Segundo o comunicado, os integrantes foram isolados e questionados individualmente. A banda afirmou ainda que alguns membros tiveram os quartos de hotel revistados e os passaportes confiscados temporariamente.
O que aconteceu no show
De acordo com o grupo, parte da plateia puxou gritos de “Free Palestine” durante a apresentação. A banda se juntou ao coro e, em seguida, exibiu uma bandeira palestina no palco.
As autoridades de Singapura aplicaram advertências formais a dois integrantes não identificados, proibiram a entrada deles no país e informaram que futuros pedidos para que o Massive Attack se apresente no território não serão aprovados.
“Ficamos surpresos e decepcionados por toda a nossa banda ter sido detida”, afirmou o grupo, acrescentando que não acreditava que exibir a bandeira “violaria qualquer lei”.

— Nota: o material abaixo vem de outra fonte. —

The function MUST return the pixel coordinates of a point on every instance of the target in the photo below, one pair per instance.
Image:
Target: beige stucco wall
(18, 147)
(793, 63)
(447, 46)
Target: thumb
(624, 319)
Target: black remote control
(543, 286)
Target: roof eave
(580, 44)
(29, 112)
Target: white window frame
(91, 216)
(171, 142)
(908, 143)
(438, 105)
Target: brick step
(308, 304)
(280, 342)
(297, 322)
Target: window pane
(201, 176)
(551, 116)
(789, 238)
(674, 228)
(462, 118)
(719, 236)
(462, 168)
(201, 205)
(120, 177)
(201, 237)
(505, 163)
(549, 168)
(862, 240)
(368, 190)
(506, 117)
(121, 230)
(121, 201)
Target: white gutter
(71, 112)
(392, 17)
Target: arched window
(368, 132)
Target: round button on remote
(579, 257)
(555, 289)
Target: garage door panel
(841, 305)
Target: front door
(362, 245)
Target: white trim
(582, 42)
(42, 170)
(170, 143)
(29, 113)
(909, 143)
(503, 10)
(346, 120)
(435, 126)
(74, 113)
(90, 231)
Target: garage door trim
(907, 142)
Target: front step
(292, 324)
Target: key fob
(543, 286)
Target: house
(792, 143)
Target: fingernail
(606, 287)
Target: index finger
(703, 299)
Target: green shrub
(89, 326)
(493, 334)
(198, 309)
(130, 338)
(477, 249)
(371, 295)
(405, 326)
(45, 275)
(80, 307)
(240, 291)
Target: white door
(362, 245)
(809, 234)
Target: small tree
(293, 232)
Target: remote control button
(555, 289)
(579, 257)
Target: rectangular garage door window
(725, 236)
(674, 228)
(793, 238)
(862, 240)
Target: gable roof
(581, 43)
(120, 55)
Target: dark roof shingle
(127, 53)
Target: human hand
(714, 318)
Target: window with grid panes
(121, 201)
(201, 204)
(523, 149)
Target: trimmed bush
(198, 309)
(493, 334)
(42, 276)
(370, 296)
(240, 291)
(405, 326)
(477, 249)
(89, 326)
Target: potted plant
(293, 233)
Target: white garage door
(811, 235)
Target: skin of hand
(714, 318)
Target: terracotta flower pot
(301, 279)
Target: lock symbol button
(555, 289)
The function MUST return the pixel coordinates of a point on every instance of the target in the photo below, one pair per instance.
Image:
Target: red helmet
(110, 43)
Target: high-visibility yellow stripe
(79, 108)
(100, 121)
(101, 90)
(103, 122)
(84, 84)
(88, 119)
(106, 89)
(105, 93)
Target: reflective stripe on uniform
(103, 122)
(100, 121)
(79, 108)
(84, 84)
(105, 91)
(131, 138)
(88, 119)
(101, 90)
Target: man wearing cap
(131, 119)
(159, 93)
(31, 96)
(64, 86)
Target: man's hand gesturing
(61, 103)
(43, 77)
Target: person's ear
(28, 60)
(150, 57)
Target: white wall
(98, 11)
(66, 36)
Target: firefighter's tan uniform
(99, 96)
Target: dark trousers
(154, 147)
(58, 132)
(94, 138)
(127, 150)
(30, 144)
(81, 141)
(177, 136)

O comunicado diz ainda que os integrantes se sentiram “orgulhosos” por terem feito aquela “expressão improvisada” junto ao público presente. Ao final, o grupo agradeceu às plateias de Singapura e pediu que o governo do país proteja a liberdade de expressão.
Histórico de posicionamento
Formado em Bristol no fim dos anos 1980, o Massive Attack é um dos nomes centrais do trip hop e mantém há décadas um histórico de posicionamentos políticos em shows, com uso de painéis de LED e mensagens de texto projetadas durante as apresentações. A banda também já adotou medidas para reduzir a pegada de carbono de suas turnês.
Singapura tem legislação restritiva sobre manifestações e demonstrações públicas de cunho político, incluindo em eventos culturais e apresentações artísticas. O governo do país não havia se pronunciado publicamente sobre o caso até a publicação do comunicado da banda.
O episódio reacende o debate sobre os limites de manifestação de artistas em turnês internacionais, especialmente em mercados com regras mais rígidas sobre expressão política em espaços públicos.